Earthquakes Release Damaging Greenhouse Gas Methane in Ocean Bed – Study
A study by German and Swiss scientists published in the journal Nature Geoscience has disclosed that earthquakes not only trigger landslides and tsunamis and do massive damages to infrastructure, not to mention lives lost. They also trigger the release of damaging greenhouse gas methane from underground reservoirs.
The scientists came off with the premise based from proof of sediment cores gathered from drilling the bed of the northern Arabian Sea conducted by marine scientists in 2007 during a research trip.
Methane hydrates, described as a solid ice-like crystalline structure of methane and water, were found in one of the cores which was only drilled 1.6 metres below the sea floor.
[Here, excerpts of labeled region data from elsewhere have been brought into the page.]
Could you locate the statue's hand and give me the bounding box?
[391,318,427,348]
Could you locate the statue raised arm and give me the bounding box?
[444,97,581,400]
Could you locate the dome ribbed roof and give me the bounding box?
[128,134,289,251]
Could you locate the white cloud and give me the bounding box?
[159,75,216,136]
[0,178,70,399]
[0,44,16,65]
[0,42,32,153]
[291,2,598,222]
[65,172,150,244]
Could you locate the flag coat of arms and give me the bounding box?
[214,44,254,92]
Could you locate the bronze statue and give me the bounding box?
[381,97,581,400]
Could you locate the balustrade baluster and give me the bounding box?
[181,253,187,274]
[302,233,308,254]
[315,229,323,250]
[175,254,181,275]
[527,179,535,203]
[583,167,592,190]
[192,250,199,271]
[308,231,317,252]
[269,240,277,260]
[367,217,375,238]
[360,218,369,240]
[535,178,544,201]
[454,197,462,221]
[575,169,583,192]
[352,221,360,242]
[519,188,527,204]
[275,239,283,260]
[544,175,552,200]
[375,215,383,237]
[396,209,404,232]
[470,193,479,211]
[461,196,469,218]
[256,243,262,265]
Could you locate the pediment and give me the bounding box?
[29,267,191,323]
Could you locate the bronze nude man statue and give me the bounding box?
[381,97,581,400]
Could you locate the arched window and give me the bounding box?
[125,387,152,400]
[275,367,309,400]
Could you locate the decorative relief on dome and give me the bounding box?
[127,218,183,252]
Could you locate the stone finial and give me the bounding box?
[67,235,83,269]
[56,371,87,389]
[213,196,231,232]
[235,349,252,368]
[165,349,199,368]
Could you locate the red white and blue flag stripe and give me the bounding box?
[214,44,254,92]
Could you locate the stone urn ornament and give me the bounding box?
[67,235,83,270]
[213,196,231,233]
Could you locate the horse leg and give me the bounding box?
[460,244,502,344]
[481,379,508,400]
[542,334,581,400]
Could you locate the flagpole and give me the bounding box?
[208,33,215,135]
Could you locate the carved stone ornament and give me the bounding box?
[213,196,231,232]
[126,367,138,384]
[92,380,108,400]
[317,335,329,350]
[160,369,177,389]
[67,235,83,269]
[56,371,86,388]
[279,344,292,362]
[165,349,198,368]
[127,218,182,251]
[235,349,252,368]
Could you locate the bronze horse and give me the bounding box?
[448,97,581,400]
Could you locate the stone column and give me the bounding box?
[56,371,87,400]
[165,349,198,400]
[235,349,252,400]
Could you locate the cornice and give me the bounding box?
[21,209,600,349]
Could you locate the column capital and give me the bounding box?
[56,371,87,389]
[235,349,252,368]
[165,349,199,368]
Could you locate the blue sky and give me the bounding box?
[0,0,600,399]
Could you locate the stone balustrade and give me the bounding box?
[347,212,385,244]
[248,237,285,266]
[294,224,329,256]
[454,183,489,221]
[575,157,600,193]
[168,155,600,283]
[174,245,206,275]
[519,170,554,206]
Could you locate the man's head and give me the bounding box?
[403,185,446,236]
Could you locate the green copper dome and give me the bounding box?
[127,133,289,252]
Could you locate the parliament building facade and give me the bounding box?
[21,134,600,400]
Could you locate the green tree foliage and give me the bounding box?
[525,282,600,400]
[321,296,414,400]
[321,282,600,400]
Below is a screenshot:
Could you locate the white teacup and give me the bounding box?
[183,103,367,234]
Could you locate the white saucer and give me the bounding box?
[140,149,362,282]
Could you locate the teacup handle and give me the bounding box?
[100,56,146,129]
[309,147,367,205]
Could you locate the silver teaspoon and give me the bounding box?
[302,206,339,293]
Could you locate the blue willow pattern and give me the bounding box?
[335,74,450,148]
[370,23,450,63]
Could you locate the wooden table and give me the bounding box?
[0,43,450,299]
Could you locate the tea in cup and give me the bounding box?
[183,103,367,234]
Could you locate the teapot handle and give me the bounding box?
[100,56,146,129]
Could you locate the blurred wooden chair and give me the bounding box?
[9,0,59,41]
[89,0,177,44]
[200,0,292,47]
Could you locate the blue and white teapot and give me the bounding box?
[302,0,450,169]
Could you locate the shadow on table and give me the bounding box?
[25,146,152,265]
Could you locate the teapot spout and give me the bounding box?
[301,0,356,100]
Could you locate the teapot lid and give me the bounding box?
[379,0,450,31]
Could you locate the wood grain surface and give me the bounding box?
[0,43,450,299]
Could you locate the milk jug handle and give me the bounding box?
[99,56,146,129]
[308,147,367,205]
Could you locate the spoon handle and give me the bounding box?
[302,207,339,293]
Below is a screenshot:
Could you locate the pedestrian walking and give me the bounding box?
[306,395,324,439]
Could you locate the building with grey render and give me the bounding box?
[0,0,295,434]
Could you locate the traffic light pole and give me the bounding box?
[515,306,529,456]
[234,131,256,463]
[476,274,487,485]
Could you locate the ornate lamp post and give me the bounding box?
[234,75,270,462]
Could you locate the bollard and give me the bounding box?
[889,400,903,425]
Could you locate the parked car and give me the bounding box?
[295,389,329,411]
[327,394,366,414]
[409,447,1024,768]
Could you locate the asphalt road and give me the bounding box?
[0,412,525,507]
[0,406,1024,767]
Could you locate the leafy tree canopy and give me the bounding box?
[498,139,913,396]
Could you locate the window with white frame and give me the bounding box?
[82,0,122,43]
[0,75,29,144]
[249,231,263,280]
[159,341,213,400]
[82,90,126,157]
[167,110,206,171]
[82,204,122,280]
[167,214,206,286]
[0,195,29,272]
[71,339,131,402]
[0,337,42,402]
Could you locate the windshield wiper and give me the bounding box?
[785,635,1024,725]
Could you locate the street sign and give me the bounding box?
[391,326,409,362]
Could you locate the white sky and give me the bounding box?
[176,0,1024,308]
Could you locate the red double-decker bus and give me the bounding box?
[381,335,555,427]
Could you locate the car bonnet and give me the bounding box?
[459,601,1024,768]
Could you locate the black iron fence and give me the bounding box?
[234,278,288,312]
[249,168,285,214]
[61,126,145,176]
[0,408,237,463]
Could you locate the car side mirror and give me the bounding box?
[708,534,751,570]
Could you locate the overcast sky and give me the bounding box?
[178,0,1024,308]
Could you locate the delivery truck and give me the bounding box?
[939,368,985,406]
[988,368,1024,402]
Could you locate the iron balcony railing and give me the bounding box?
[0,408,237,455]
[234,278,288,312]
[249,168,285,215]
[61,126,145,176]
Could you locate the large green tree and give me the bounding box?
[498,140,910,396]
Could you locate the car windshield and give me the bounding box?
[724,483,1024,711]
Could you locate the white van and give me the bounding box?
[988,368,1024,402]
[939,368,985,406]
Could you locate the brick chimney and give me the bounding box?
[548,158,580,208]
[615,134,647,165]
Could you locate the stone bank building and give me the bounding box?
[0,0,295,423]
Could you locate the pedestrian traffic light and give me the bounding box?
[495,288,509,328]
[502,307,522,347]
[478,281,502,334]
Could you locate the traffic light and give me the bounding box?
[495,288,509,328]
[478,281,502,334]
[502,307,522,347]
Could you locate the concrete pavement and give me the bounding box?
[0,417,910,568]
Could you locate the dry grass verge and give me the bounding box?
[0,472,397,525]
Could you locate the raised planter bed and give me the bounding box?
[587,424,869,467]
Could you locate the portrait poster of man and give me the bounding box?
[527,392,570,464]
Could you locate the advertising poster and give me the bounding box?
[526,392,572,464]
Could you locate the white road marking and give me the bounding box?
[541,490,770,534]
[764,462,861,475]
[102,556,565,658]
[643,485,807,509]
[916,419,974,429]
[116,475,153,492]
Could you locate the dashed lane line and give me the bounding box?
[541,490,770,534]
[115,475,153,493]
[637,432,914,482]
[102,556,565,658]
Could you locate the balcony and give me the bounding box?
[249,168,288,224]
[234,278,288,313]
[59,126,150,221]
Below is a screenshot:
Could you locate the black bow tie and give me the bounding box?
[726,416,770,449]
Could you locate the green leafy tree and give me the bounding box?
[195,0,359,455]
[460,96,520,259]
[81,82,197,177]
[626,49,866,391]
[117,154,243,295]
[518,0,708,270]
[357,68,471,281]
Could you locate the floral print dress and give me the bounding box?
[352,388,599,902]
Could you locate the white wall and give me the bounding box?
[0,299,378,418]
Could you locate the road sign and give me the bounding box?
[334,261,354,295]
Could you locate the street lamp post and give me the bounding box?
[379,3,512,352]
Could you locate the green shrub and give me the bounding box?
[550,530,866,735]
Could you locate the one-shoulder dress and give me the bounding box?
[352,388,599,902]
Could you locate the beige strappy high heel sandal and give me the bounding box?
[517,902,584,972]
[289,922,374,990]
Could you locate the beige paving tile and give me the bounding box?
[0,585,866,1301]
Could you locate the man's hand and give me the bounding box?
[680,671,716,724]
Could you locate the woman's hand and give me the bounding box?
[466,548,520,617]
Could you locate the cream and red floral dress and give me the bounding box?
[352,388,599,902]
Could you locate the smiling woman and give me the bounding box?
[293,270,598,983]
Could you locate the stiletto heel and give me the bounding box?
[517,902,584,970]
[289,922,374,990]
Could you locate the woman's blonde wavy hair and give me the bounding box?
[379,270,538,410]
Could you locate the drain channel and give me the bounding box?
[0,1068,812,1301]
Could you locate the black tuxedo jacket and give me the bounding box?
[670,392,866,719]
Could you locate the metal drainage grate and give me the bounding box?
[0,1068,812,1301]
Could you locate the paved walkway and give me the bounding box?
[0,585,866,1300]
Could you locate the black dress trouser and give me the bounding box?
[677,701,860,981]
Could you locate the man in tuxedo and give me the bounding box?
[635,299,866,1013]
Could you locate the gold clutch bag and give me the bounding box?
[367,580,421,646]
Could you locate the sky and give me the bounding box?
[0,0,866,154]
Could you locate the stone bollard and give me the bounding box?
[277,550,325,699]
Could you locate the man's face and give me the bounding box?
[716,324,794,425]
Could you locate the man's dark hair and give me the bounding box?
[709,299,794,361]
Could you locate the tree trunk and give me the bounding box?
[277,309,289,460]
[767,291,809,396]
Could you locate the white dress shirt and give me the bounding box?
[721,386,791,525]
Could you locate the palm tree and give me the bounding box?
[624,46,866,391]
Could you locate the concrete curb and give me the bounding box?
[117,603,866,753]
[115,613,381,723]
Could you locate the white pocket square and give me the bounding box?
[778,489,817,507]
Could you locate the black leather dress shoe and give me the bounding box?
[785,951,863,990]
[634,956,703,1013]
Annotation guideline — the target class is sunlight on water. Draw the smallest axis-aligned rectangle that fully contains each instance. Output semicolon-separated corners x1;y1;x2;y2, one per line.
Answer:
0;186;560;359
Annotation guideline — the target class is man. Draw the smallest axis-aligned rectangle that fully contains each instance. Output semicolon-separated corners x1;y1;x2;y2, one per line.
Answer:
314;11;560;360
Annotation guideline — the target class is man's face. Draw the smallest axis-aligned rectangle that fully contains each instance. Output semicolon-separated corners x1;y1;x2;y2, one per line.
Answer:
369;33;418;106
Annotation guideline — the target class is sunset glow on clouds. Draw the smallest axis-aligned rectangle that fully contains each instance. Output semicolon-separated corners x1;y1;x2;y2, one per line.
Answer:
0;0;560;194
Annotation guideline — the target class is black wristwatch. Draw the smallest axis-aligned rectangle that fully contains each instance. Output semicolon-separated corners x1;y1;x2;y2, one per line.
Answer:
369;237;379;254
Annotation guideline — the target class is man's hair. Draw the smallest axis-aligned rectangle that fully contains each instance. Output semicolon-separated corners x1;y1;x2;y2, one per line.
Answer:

A colorless, odourless, flammable gas that is the simplest hydrocarbon, methane gas is the major constituent of natural gas. It is released during the decomposition of plant or other organic compounds, as in marshes and coal mines.
According to David Fischer from the Marum Institute at the University of Bremen, they discovered that a major earthquake had occurred in 1945 close by the northern Arabian Sea. It was an 8.1-magnitude quake, the biggest ever detected in the area.
"Based on several indicators, we postulated that the earthquake led to a fracturing of the sediments, releasing the gas that had been trapped below the hydrates into the ocean," he said, noting the natural occurrence broke a shallow gas reservoir at Nascent Ridge.
Ultimately, this rupture had paved the release of some 7.4 million cubic metres of methane, to the surface. The authors did not identify the possible exact number of years this took.
"The quake broke open gas-hydrate sediments and the free gas underneath migrated to the surface."
What's disturbing is that the hydrates did not dissolve. "They remain there," Mr Fischer said.
He therefore experts studying the global weather warming phenomenon to consider quake-released methane as another cause of climate change.